As American colleges continue to look abroad for partners, international administrators say India has proved to be a more challenging country to penetrate than others. But why that’s so isn’t always clear.
“Even in institutions with lots of international partnerships, very few partnerships are in India,” said Susan Buck Sutton, a former associate vice chancellor for international affairs at Indiana University-Purdue University at Indianapolis, in a session on building education partnerships in India.
Yet India, on its face, would seem to be a natural place to develop relationships, said Ms. Sutton, now a senior adviser for internationalization at Bryn Mawr College. It’s an English-speaking country in which education is highly valued. It has longstanding ties to the United States. There is great unmet demand for higher education in India, and large numbers of Indian students study in the United States.
But many colleges say it is extraordinarily difficult to find the right partners to develop active exchanges and other ties there. Some colleges complained of being approached by institutions whose names they had never heard of, leading them to dismiss the overtures. “I can’t make sense of them all,” one college administrator said in a session looking at higher-education reforms in China and India.

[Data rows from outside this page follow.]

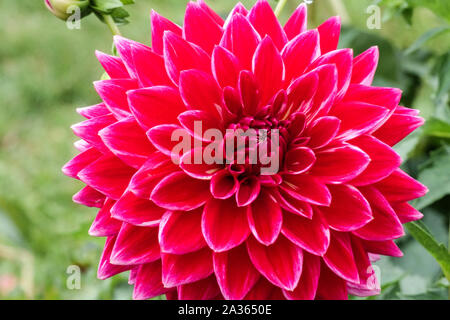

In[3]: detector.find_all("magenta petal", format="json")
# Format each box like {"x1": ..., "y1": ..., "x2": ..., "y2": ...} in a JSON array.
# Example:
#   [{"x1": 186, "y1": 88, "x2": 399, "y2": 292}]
[
  {"x1": 198, "y1": 0, "x2": 224, "y2": 26},
  {"x1": 78, "y1": 154, "x2": 135, "y2": 200},
  {"x1": 159, "y1": 209, "x2": 207, "y2": 254},
  {"x1": 98, "y1": 236, "x2": 132, "y2": 280},
  {"x1": 317, "y1": 16, "x2": 341, "y2": 54},
  {"x1": 285, "y1": 71, "x2": 319, "y2": 117},
  {"x1": 180, "y1": 148, "x2": 223, "y2": 180},
  {"x1": 323, "y1": 232, "x2": 359, "y2": 283},
  {"x1": 130, "y1": 43, "x2": 171, "y2": 87},
  {"x1": 236, "y1": 175, "x2": 261, "y2": 207},
  {"x1": 93, "y1": 79, "x2": 137, "y2": 119},
  {"x1": 77, "y1": 103, "x2": 109, "y2": 119},
  {"x1": 272, "y1": 189, "x2": 313, "y2": 219},
  {"x1": 253, "y1": 36, "x2": 285, "y2": 105},
  {"x1": 212, "y1": 46, "x2": 241, "y2": 88},
  {"x1": 360, "y1": 238, "x2": 403, "y2": 257},
  {"x1": 178, "y1": 275, "x2": 220, "y2": 300},
  {"x1": 375, "y1": 169, "x2": 428, "y2": 202},
  {"x1": 113, "y1": 36, "x2": 143, "y2": 79},
  {"x1": 320, "y1": 184, "x2": 373, "y2": 232},
  {"x1": 151, "y1": 171, "x2": 211, "y2": 211},
  {"x1": 151, "y1": 10, "x2": 182, "y2": 55},
  {"x1": 128, "y1": 86, "x2": 185, "y2": 131},
  {"x1": 89, "y1": 199, "x2": 122, "y2": 237},
  {"x1": 373, "y1": 111, "x2": 425, "y2": 146},
  {"x1": 281, "y1": 210, "x2": 330, "y2": 256},
  {"x1": 213, "y1": 244, "x2": 260, "y2": 299},
  {"x1": 111, "y1": 191, "x2": 165, "y2": 227},
  {"x1": 110, "y1": 223, "x2": 160, "y2": 265},
  {"x1": 311, "y1": 144, "x2": 370, "y2": 184},
  {"x1": 133, "y1": 260, "x2": 168, "y2": 300},
  {"x1": 146, "y1": 124, "x2": 190, "y2": 159},
  {"x1": 71, "y1": 114, "x2": 116, "y2": 153},
  {"x1": 184, "y1": 1, "x2": 223, "y2": 54},
  {"x1": 239, "y1": 70, "x2": 260, "y2": 116},
  {"x1": 284, "y1": 147, "x2": 316, "y2": 174},
  {"x1": 73, "y1": 186, "x2": 105, "y2": 208},
  {"x1": 220, "y1": 13, "x2": 261, "y2": 70},
  {"x1": 351, "y1": 46, "x2": 379, "y2": 86},
  {"x1": 95, "y1": 51, "x2": 129, "y2": 79},
  {"x1": 178, "y1": 110, "x2": 223, "y2": 142},
  {"x1": 247, "y1": 235, "x2": 303, "y2": 291},
  {"x1": 284, "y1": 3, "x2": 307, "y2": 40},
  {"x1": 202, "y1": 197, "x2": 250, "y2": 252},
  {"x1": 161, "y1": 247, "x2": 213, "y2": 287},
  {"x1": 306, "y1": 64, "x2": 338, "y2": 120},
  {"x1": 62, "y1": 147, "x2": 102, "y2": 179},
  {"x1": 210, "y1": 169, "x2": 239, "y2": 199},
  {"x1": 282, "y1": 29, "x2": 320, "y2": 83},
  {"x1": 283, "y1": 253, "x2": 320, "y2": 300},
  {"x1": 99, "y1": 117, "x2": 154, "y2": 169},
  {"x1": 349, "y1": 135, "x2": 402, "y2": 186},
  {"x1": 391, "y1": 202, "x2": 423, "y2": 223},
  {"x1": 281, "y1": 174, "x2": 331, "y2": 206},
  {"x1": 306, "y1": 116, "x2": 341, "y2": 149},
  {"x1": 247, "y1": 189, "x2": 282, "y2": 245},
  {"x1": 316, "y1": 262, "x2": 348, "y2": 300},
  {"x1": 248, "y1": 0, "x2": 288, "y2": 50}
]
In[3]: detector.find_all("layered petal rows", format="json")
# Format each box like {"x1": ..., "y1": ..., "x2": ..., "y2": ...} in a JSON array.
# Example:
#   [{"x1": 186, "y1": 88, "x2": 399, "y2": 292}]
[{"x1": 63, "y1": 0, "x2": 427, "y2": 300}]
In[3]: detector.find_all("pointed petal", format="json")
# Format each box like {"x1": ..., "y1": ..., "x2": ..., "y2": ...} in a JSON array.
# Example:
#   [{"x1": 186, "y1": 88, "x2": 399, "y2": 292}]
[
  {"x1": 283, "y1": 253, "x2": 320, "y2": 300},
  {"x1": 62, "y1": 148, "x2": 102, "y2": 179},
  {"x1": 130, "y1": 43, "x2": 172, "y2": 86},
  {"x1": 351, "y1": 46, "x2": 379, "y2": 86},
  {"x1": 95, "y1": 50, "x2": 129, "y2": 79},
  {"x1": 146, "y1": 124, "x2": 191, "y2": 160},
  {"x1": 281, "y1": 174, "x2": 331, "y2": 206},
  {"x1": 236, "y1": 175, "x2": 261, "y2": 207},
  {"x1": 210, "y1": 169, "x2": 239, "y2": 200},
  {"x1": 284, "y1": 147, "x2": 316, "y2": 174},
  {"x1": 391, "y1": 202, "x2": 423, "y2": 223},
  {"x1": 212, "y1": 45, "x2": 241, "y2": 88},
  {"x1": 178, "y1": 275, "x2": 220, "y2": 300},
  {"x1": 315, "y1": 262, "x2": 348, "y2": 300},
  {"x1": 73, "y1": 186, "x2": 105, "y2": 208},
  {"x1": 317, "y1": 16, "x2": 341, "y2": 54},
  {"x1": 375, "y1": 169, "x2": 428, "y2": 202},
  {"x1": 180, "y1": 148, "x2": 223, "y2": 180},
  {"x1": 373, "y1": 112, "x2": 424, "y2": 146},
  {"x1": 239, "y1": 70, "x2": 260, "y2": 116},
  {"x1": 323, "y1": 232, "x2": 359, "y2": 283},
  {"x1": 284, "y1": 4, "x2": 307, "y2": 40},
  {"x1": 133, "y1": 260, "x2": 168, "y2": 300},
  {"x1": 360, "y1": 239, "x2": 403, "y2": 257},
  {"x1": 151, "y1": 10, "x2": 182, "y2": 55},
  {"x1": 98, "y1": 236, "x2": 132, "y2": 280},
  {"x1": 272, "y1": 188, "x2": 313, "y2": 218},
  {"x1": 77, "y1": 103, "x2": 110, "y2": 119},
  {"x1": 94, "y1": 79, "x2": 137, "y2": 119},
  {"x1": 71, "y1": 114, "x2": 116, "y2": 153},
  {"x1": 89, "y1": 199, "x2": 122, "y2": 237},
  {"x1": 306, "y1": 116, "x2": 341, "y2": 149}
]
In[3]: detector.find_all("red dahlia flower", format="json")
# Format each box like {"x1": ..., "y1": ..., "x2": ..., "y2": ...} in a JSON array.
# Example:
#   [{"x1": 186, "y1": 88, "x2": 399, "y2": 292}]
[{"x1": 63, "y1": 0, "x2": 427, "y2": 300}]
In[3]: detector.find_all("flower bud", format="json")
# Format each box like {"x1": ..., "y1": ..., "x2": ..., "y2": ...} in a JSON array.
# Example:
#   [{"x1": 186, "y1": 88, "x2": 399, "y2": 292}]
[{"x1": 45, "y1": 0, "x2": 91, "y2": 21}]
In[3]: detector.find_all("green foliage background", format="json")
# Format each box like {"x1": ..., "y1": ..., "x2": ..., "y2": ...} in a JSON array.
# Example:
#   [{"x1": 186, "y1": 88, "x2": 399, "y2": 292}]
[{"x1": 0, "y1": 0, "x2": 448, "y2": 299}]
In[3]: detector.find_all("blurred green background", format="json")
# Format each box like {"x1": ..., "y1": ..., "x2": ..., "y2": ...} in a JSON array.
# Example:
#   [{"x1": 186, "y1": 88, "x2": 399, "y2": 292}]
[{"x1": 0, "y1": 0, "x2": 449, "y2": 299}]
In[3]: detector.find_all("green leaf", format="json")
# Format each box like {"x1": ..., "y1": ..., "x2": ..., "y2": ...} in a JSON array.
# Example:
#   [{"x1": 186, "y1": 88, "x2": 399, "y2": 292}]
[
  {"x1": 413, "y1": 146, "x2": 450, "y2": 210},
  {"x1": 120, "y1": 0, "x2": 135, "y2": 4},
  {"x1": 406, "y1": 220, "x2": 450, "y2": 281},
  {"x1": 91, "y1": 0, "x2": 124, "y2": 13},
  {"x1": 422, "y1": 118, "x2": 450, "y2": 138},
  {"x1": 404, "y1": 26, "x2": 450, "y2": 55},
  {"x1": 407, "y1": 0, "x2": 450, "y2": 23}
]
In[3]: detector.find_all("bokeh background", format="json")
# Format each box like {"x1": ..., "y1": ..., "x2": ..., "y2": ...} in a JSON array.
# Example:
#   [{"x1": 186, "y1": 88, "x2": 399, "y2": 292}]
[{"x1": 0, "y1": 0, "x2": 449, "y2": 299}]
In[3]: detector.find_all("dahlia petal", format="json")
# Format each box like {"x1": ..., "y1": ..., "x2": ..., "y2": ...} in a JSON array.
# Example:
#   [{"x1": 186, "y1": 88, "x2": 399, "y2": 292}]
[
  {"x1": 285, "y1": 71, "x2": 319, "y2": 117},
  {"x1": 391, "y1": 202, "x2": 423, "y2": 223},
  {"x1": 93, "y1": 79, "x2": 137, "y2": 119},
  {"x1": 73, "y1": 186, "x2": 105, "y2": 208},
  {"x1": 306, "y1": 116, "x2": 341, "y2": 149},
  {"x1": 281, "y1": 210, "x2": 330, "y2": 256},
  {"x1": 99, "y1": 117, "x2": 155, "y2": 169},
  {"x1": 178, "y1": 275, "x2": 221, "y2": 300},
  {"x1": 343, "y1": 84, "x2": 402, "y2": 115},
  {"x1": 239, "y1": 70, "x2": 260, "y2": 116},
  {"x1": 272, "y1": 189, "x2": 313, "y2": 218},
  {"x1": 184, "y1": 1, "x2": 223, "y2": 54},
  {"x1": 247, "y1": 189, "x2": 282, "y2": 245},
  {"x1": 284, "y1": 3, "x2": 307, "y2": 40},
  {"x1": 360, "y1": 239, "x2": 403, "y2": 257},
  {"x1": 178, "y1": 110, "x2": 223, "y2": 142},
  {"x1": 323, "y1": 232, "x2": 359, "y2": 283},
  {"x1": 315, "y1": 262, "x2": 348, "y2": 300},
  {"x1": 317, "y1": 16, "x2": 341, "y2": 54},
  {"x1": 212, "y1": 46, "x2": 241, "y2": 88},
  {"x1": 95, "y1": 51, "x2": 129, "y2": 79},
  {"x1": 113, "y1": 36, "x2": 142, "y2": 79},
  {"x1": 161, "y1": 247, "x2": 213, "y2": 287},
  {"x1": 375, "y1": 169, "x2": 428, "y2": 202},
  {"x1": 62, "y1": 147, "x2": 102, "y2": 179},
  {"x1": 128, "y1": 86, "x2": 185, "y2": 131},
  {"x1": 248, "y1": 0, "x2": 288, "y2": 50},
  {"x1": 128, "y1": 153, "x2": 177, "y2": 199},
  {"x1": 89, "y1": 199, "x2": 122, "y2": 237},
  {"x1": 111, "y1": 223, "x2": 160, "y2": 265},
  {"x1": 151, "y1": 10, "x2": 182, "y2": 55},
  {"x1": 287, "y1": 112, "x2": 306, "y2": 138},
  {"x1": 236, "y1": 175, "x2": 261, "y2": 207},
  {"x1": 351, "y1": 46, "x2": 379, "y2": 86},
  {"x1": 74, "y1": 139, "x2": 91, "y2": 152},
  {"x1": 179, "y1": 69, "x2": 224, "y2": 119},
  {"x1": 213, "y1": 244, "x2": 260, "y2": 299},
  {"x1": 373, "y1": 112, "x2": 425, "y2": 146},
  {"x1": 146, "y1": 124, "x2": 191, "y2": 159},
  {"x1": 283, "y1": 253, "x2": 320, "y2": 300},
  {"x1": 308, "y1": 48, "x2": 352, "y2": 101},
  {"x1": 284, "y1": 146, "x2": 316, "y2": 174},
  {"x1": 151, "y1": 171, "x2": 211, "y2": 211},
  {"x1": 347, "y1": 236, "x2": 381, "y2": 296},
  {"x1": 180, "y1": 148, "x2": 223, "y2": 179},
  {"x1": 78, "y1": 154, "x2": 135, "y2": 200},
  {"x1": 210, "y1": 169, "x2": 239, "y2": 199},
  {"x1": 320, "y1": 184, "x2": 372, "y2": 232},
  {"x1": 253, "y1": 36, "x2": 285, "y2": 105},
  {"x1": 111, "y1": 191, "x2": 165, "y2": 227},
  {"x1": 353, "y1": 186, "x2": 405, "y2": 241},
  {"x1": 163, "y1": 31, "x2": 210, "y2": 84},
  {"x1": 247, "y1": 235, "x2": 303, "y2": 291},
  {"x1": 202, "y1": 197, "x2": 250, "y2": 252},
  {"x1": 129, "y1": 267, "x2": 138, "y2": 285},
  {"x1": 159, "y1": 209, "x2": 206, "y2": 254},
  {"x1": 198, "y1": 0, "x2": 225, "y2": 26},
  {"x1": 306, "y1": 64, "x2": 338, "y2": 120},
  {"x1": 98, "y1": 236, "x2": 132, "y2": 280},
  {"x1": 331, "y1": 102, "x2": 389, "y2": 141},
  {"x1": 224, "y1": 2, "x2": 249, "y2": 27},
  {"x1": 310, "y1": 144, "x2": 370, "y2": 184},
  {"x1": 349, "y1": 135, "x2": 402, "y2": 186},
  {"x1": 71, "y1": 114, "x2": 116, "y2": 153},
  {"x1": 130, "y1": 43, "x2": 172, "y2": 87},
  {"x1": 244, "y1": 277, "x2": 281, "y2": 300},
  {"x1": 220, "y1": 13, "x2": 261, "y2": 70},
  {"x1": 77, "y1": 103, "x2": 110, "y2": 119},
  {"x1": 281, "y1": 174, "x2": 331, "y2": 206},
  {"x1": 133, "y1": 260, "x2": 168, "y2": 300},
  {"x1": 281, "y1": 29, "x2": 320, "y2": 83}
]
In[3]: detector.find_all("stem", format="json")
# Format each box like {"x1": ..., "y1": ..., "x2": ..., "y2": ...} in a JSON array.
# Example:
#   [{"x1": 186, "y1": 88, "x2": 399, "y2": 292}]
[
  {"x1": 274, "y1": 0, "x2": 289, "y2": 18},
  {"x1": 102, "y1": 14, "x2": 121, "y2": 36}
]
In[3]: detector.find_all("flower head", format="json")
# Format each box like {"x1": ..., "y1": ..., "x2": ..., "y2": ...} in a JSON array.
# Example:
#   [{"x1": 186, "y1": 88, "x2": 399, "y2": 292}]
[
  {"x1": 63, "y1": 0, "x2": 427, "y2": 300},
  {"x1": 45, "y1": 0, "x2": 90, "y2": 20}
]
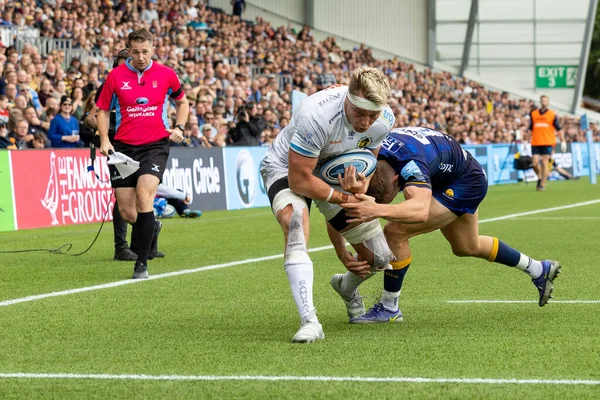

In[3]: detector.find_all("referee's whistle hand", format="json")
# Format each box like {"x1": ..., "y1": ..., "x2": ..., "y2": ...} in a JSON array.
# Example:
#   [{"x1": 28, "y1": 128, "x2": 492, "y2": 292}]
[
  {"x1": 100, "y1": 141, "x2": 114, "y2": 157},
  {"x1": 168, "y1": 129, "x2": 184, "y2": 143}
]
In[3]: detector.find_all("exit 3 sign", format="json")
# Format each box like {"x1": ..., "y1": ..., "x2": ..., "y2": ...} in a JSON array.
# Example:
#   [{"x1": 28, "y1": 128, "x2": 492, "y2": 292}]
[{"x1": 536, "y1": 65, "x2": 578, "y2": 88}]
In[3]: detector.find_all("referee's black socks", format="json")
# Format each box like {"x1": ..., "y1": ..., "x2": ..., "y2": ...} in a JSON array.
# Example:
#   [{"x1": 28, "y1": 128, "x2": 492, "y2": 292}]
[{"x1": 132, "y1": 211, "x2": 155, "y2": 265}]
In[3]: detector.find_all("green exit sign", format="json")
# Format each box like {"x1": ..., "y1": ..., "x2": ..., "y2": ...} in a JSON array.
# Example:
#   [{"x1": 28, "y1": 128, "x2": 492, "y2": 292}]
[{"x1": 536, "y1": 65, "x2": 578, "y2": 88}]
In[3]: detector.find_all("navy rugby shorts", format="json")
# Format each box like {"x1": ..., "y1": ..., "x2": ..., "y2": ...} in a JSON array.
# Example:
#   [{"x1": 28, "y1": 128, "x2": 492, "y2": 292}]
[{"x1": 433, "y1": 156, "x2": 488, "y2": 216}]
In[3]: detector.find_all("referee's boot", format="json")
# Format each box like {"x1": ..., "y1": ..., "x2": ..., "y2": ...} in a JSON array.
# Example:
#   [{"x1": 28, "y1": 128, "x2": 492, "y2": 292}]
[
  {"x1": 148, "y1": 220, "x2": 165, "y2": 260},
  {"x1": 113, "y1": 246, "x2": 137, "y2": 261},
  {"x1": 132, "y1": 262, "x2": 148, "y2": 279}
]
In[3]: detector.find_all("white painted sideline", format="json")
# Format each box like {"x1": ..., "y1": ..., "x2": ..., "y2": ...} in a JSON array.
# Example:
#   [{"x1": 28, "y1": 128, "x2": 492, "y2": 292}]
[
  {"x1": 0, "y1": 372, "x2": 599, "y2": 386},
  {"x1": 447, "y1": 300, "x2": 600, "y2": 304},
  {"x1": 0, "y1": 245, "x2": 334, "y2": 307},
  {"x1": 1, "y1": 199, "x2": 599, "y2": 308}
]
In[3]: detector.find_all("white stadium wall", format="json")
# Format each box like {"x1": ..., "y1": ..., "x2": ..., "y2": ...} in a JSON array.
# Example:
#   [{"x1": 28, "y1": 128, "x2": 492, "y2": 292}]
[
  {"x1": 208, "y1": 0, "x2": 304, "y2": 30},
  {"x1": 209, "y1": 0, "x2": 590, "y2": 111},
  {"x1": 311, "y1": 0, "x2": 428, "y2": 64},
  {"x1": 435, "y1": 0, "x2": 590, "y2": 110},
  {"x1": 208, "y1": 0, "x2": 428, "y2": 64}
]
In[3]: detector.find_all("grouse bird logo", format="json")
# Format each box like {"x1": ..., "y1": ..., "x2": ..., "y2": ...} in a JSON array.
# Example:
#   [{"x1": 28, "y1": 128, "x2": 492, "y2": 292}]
[{"x1": 41, "y1": 152, "x2": 59, "y2": 225}]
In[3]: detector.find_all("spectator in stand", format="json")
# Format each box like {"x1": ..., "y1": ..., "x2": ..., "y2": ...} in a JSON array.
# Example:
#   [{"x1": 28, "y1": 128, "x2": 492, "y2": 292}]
[
  {"x1": 246, "y1": 101, "x2": 266, "y2": 133},
  {"x1": 23, "y1": 106, "x2": 49, "y2": 137},
  {"x1": 7, "y1": 119, "x2": 29, "y2": 149},
  {"x1": 198, "y1": 123, "x2": 215, "y2": 147},
  {"x1": 79, "y1": 91, "x2": 98, "y2": 148},
  {"x1": 231, "y1": 0, "x2": 246, "y2": 17},
  {"x1": 41, "y1": 97, "x2": 59, "y2": 123},
  {"x1": 70, "y1": 86, "x2": 85, "y2": 120},
  {"x1": 48, "y1": 95, "x2": 80, "y2": 148},
  {"x1": 64, "y1": 67, "x2": 78, "y2": 95},
  {"x1": 141, "y1": 0, "x2": 160, "y2": 23},
  {"x1": 28, "y1": 132, "x2": 49, "y2": 149},
  {"x1": 0, "y1": 121, "x2": 15, "y2": 149},
  {"x1": 0, "y1": 95, "x2": 9, "y2": 124},
  {"x1": 229, "y1": 103, "x2": 261, "y2": 146},
  {"x1": 14, "y1": 95, "x2": 28, "y2": 113},
  {"x1": 38, "y1": 79, "x2": 55, "y2": 108},
  {"x1": 5, "y1": 83, "x2": 16, "y2": 106}
]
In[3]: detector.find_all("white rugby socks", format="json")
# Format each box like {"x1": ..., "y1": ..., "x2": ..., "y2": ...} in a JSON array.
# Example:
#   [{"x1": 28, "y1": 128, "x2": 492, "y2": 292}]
[
  {"x1": 514, "y1": 254, "x2": 544, "y2": 278},
  {"x1": 285, "y1": 258, "x2": 318, "y2": 323}
]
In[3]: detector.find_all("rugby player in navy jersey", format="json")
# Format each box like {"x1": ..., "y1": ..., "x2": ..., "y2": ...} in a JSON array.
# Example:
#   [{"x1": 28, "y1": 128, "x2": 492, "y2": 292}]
[{"x1": 337, "y1": 127, "x2": 561, "y2": 323}]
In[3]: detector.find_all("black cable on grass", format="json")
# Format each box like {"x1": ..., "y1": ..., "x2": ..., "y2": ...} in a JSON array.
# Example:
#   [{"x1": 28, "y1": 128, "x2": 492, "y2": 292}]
[{"x1": 0, "y1": 185, "x2": 113, "y2": 256}]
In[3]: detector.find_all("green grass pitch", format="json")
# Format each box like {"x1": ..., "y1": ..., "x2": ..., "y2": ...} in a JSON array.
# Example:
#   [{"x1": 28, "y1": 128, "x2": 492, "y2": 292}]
[{"x1": 0, "y1": 178, "x2": 599, "y2": 399}]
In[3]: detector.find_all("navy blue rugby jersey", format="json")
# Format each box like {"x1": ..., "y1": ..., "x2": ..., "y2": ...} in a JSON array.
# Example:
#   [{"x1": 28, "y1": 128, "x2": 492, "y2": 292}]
[{"x1": 378, "y1": 127, "x2": 472, "y2": 191}]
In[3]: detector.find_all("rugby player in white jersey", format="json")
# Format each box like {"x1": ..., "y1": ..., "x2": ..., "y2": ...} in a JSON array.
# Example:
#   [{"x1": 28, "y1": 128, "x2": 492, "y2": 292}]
[{"x1": 260, "y1": 67, "x2": 396, "y2": 343}]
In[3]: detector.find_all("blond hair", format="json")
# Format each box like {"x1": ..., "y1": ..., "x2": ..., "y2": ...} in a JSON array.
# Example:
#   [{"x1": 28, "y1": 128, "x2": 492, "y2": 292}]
[{"x1": 349, "y1": 66, "x2": 391, "y2": 107}]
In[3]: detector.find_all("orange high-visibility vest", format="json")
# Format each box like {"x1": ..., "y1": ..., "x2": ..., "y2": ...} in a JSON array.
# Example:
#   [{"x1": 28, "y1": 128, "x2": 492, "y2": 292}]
[{"x1": 530, "y1": 109, "x2": 557, "y2": 146}]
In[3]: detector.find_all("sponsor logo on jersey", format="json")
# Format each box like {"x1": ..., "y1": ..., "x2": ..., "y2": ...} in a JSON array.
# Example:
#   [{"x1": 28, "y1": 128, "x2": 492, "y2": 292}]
[
  {"x1": 329, "y1": 140, "x2": 342, "y2": 145},
  {"x1": 318, "y1": 93, "x2": 341, "y2": 107},
  {"x1": 121, "y1": 81, "x2": 131, "y2": 90},
  {"x1": 382, "y1": 136, "x2": 404, "y2": 153},
  {"x1": 125, "y1": 105, "x2": 158, "y2": 118},
  {"x1": 400, "y1": 160, "x2": 424, "y2": 181},
  {"x1": 357, "y1": 136, "x2": 373, "y2": 149},
  {"x1": 439, "y1": 162, "x2": 453, "y2": 173},
  {"x1": 295, "y1": 128, "x2": 317, "y2": 148},
  {"x1": 328, "y1": 110, "x2": 342, "y2": 124},
  {"x1": 381, "y1": 108, "x2": 394, "y2": 126}
]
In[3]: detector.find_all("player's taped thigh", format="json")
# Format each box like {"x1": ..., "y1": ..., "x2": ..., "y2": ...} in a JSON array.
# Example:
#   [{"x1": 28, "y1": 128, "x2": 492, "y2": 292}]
[{"x1": 341, "y1": 219, "x2": 395, "y2": 271}]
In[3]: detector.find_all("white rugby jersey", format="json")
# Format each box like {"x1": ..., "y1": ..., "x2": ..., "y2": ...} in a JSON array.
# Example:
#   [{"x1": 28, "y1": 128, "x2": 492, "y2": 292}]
[{"x1": 264, "y1": 85, "x2": 395, "y2": 173}]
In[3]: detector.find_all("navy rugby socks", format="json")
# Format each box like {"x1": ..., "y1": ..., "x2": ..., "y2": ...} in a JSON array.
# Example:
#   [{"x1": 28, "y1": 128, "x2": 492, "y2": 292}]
[{"x1": 381, "y1": 257, "x2": 411, "y2": 311}]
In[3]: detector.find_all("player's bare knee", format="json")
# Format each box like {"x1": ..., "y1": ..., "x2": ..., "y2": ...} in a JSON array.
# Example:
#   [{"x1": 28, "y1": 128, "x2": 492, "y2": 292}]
[
  {"x1": 451, "y1": 244, "x2": 478, "y2": 257},
  {"x1": 384, "y1": 222, "x2": 410, "y2": 241}
]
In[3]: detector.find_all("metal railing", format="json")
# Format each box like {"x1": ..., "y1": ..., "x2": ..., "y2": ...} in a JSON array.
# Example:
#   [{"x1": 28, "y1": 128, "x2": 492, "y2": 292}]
[
  {"x1": 11, "y1": 32, "x2": 111, "y2": 69},
  {"x1": 1, "y1": 26, "x2": 39, "y2": 49}
]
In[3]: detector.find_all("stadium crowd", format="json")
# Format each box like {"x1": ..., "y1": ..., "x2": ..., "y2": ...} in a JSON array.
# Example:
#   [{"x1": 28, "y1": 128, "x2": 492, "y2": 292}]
[{"x1": 0, "y1": 0, "x2": 598, "y2": 150}]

Beyond a few elite central universities and the Indian Institutes of Technology, it seems, few American educators can name many Indian colleges.
Bhushan Patwardhan, a professor in the School of Public Health & Health Science at the University of Pune, who spoke on the same panel as Ms. Sutton, said there might also be a mismatch of interests. Historically, American colleges have wanted to engage Indian institutions in areas such as social science, humanities, development, and public health. Indian institutions are more interested in working with American partners in the fields of business, technology, and engineering, he noted.
Stephen C. Dunnett, vice provost for international education at the State University of New York at Buffalo, who spoke in the session on reforms in Chinese and Indian higher education, noted that American study-abroad numbers to India have remained fairly low, and attributed that in part to lack of interest among public institutions in India in developing exchange programs. “They’re not so welcoming and don’t have a long tradition of receiving American students.”
And certainly, many partnerships have faltered on the American side as well. Nicole Ranganath, director of the global-studies program at the University of California at Davis Extension, said that it took a particularly persistent faculty member to get a study-abroad program off the ground in India.
She recounted the failure of an ambitious project called the UC-India Initiative, which was created in 2005 to give the University of California campuses leverage with leading Indian institutions and the Indian government. Despite a multimillion dollar commitment from the Indian government, it became a casualty of the California budget crisis.
Finally, there is the challenge of India’s continuing to ban foreign providers from offering degrees there. A bill opening the market to foreign universities is stuck in India’s Parliament, and versions of that same piece of legislation have been kicking around since 2006, noted Rahul Choudaha, associate director of development and innovation at World Education Services, in a session examining the prospects of the bill.
Overly Regulated
While he said he is optimistic that the bill will pass by December, India itself remains an overly regulated system, speakers and participants noted. Anand Sudarshan, chief executive of Manipal Education, one of the largest private universities in India, said that for foreign universities to be truly effective in India, they need to see that a broader higher-education reform bill, also before Parliament, passes as well. That would significantly streamline and improve the regulation and accreditation of the higher-education system.
“The intent is a very honorable one,” he said of international partnerships. “But the path is filled with boulders.”
Still, universities are finding ways around these roadblocks.
John E. Dooley, vice president for outreach and international affairs at Virginia Tech, noted that his university has made several mistakes along the way as it has sought to carve out a role in India. Now, with an advisory board in place that includes representatives from Indian industry, and support from India’s minister who oversees higher education, Kapil Sibal, Virginia Tech is aiming to create a small graduate-level institute to conduct research and offer master’s and doctoral programs.
Mr. Choudaha noted that a number of British, American, and other foreign institutions have figured out a way to work in India despite regulatory restrictions. Some have created joint-degree or nondegree programs with Indian partners. Others have set up research partnerships with stand-alone research institutes. Still others have engaged private institutions, which can be more outward looking and better financed than cash-strapped public institutions.
Is India ready to open itself to the world? he asked. “Yes, but it takes patience and persistence.”